Seolah aku manusia sempurna yang masih bisa berterimakasih saat ada kejadian
yang terjadi di hidupku yang tidak sesuai dengan harapanku.” Lalu kau terkekeh
begitu saja. “Tentu saja tidak. Aku pernah merasa marah, kadang karena terlalu
sakit hatinya, aku menghilang dari hadapanNya untuk sementara waktu. Memutuskan
untuk tidak berbicara kepadaNya.
Namun ternyata aku merasa hampa, aku merasa ada yang kurang. Kosong. Lalu yang kulakukan berikutnya, hanyalah bersujud lalu menangis kemudian memohon ampun karena aku bertingkah tidak tahu diri dan egois. Well, we’re human. We think we have the control of our lives, but apparently we don’t.”
Aku tersenyum getir. Entah kau bisa melihatnya atau tidak.
Aku berharap kau tidak melihatku.
Mendengarmu berkata seperti itu membuatku merasa malu. Malu atas semua pemikiran dan argumen skeptisku tentang doa. Aku bahkan lupa kapan terakhir kali aku sungguh-sungguh mengumandangkan doa. Seingatku, aku memang hanya bersungguh-sungguh berdoa ketika aku meminta sesuatu. Bodohnya aku. Kau benar. Mungkin lain kali aku membeli lampu ajaib dan berharap jin biru mengabulkan 3 permintaanku dengan segera.
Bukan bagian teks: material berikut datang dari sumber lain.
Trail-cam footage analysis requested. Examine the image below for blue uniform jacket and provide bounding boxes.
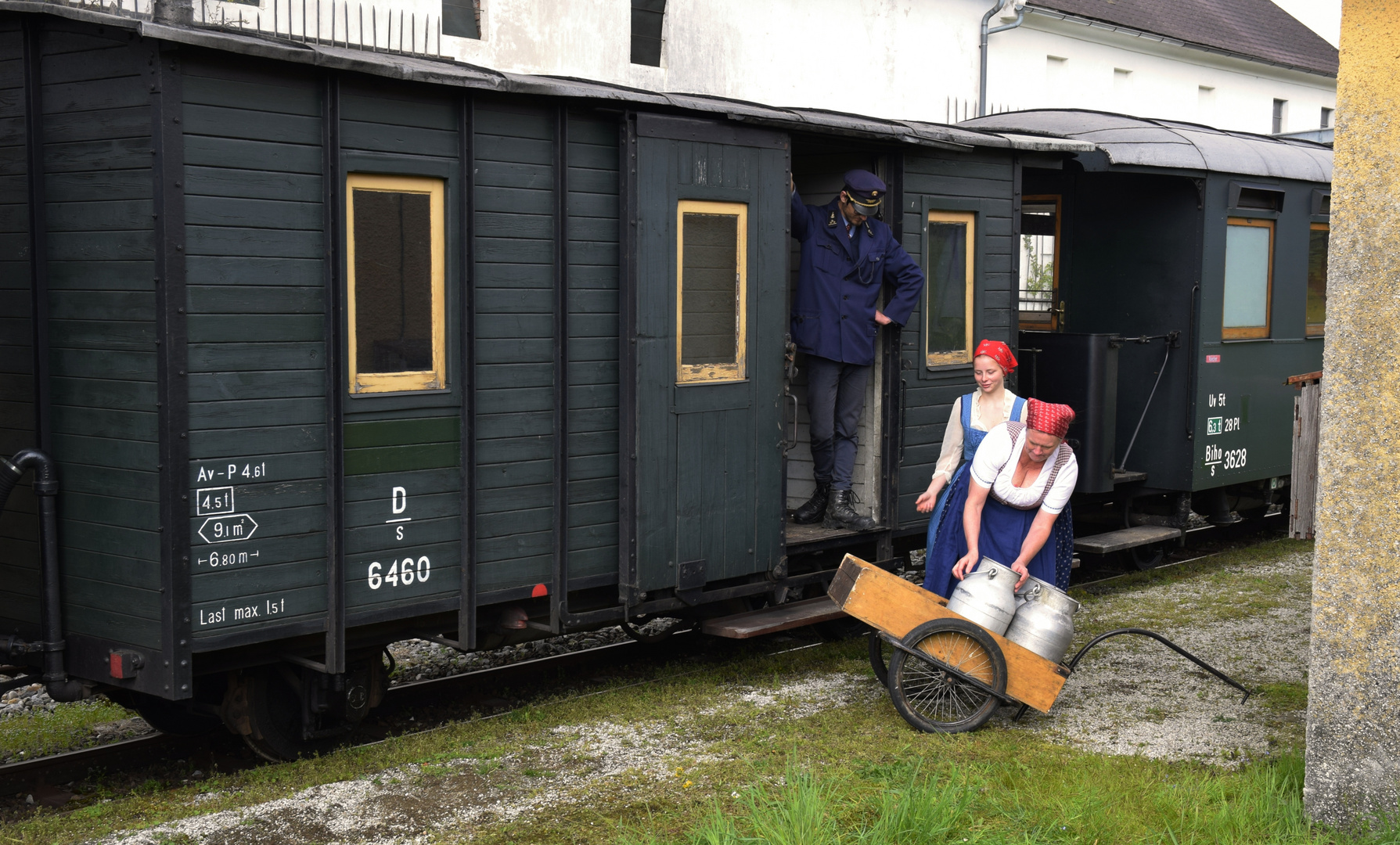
[793,192,924,365]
“Sudah hampir pukul dua pagi. Tidak terasa kita meluangkan
waktu untuk berbincang di hari sepagi ini.”
Berbincang? Aku lebih banyak mendengarkanmu dan
opini-opinimu. Kalau kita berbincang, seharusnya aku juga menimpali semua
perkataanmu, namun aku hanya mampu bertanya. Berharap seluruh pertanyaan yang
ada di kepalaku pagi itu dapat terjawab semua. Namun ternyata tidak.
“Aku tidak bermaksud menggurui. Kau bisa memilih bagaimana
kau percaya dengan konsep doa itu sendiri. Bahkan konsep Tuhan menurutmu.
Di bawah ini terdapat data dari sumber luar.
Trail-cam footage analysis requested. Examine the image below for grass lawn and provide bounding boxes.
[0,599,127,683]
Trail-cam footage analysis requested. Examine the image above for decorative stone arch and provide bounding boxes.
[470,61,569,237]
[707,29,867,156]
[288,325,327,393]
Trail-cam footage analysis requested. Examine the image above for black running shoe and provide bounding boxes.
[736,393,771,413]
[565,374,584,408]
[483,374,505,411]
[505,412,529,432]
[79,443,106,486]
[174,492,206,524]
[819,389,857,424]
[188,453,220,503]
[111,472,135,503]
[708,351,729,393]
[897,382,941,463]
Percayai apa yang ingin kau percayai.”
Aku mengangguk lemah. Kepalaku masih diselubungi sejuta
pertanyaan. Aku berharap kau tidak segera beranjak.
“Kau akan berada di sini lagi besok?” tanyaku tiba-tiba
berusaha menahanmu untuk pergi.
“Ya. Jika kau membutuhkanku.”
Aku tersenyum lega mendengar jawabanmu. “Ya, aku
membutuhkanmu. Ajari aku cara berdoa. Aku sudah lupa.”
Dan kaupun mengangguk.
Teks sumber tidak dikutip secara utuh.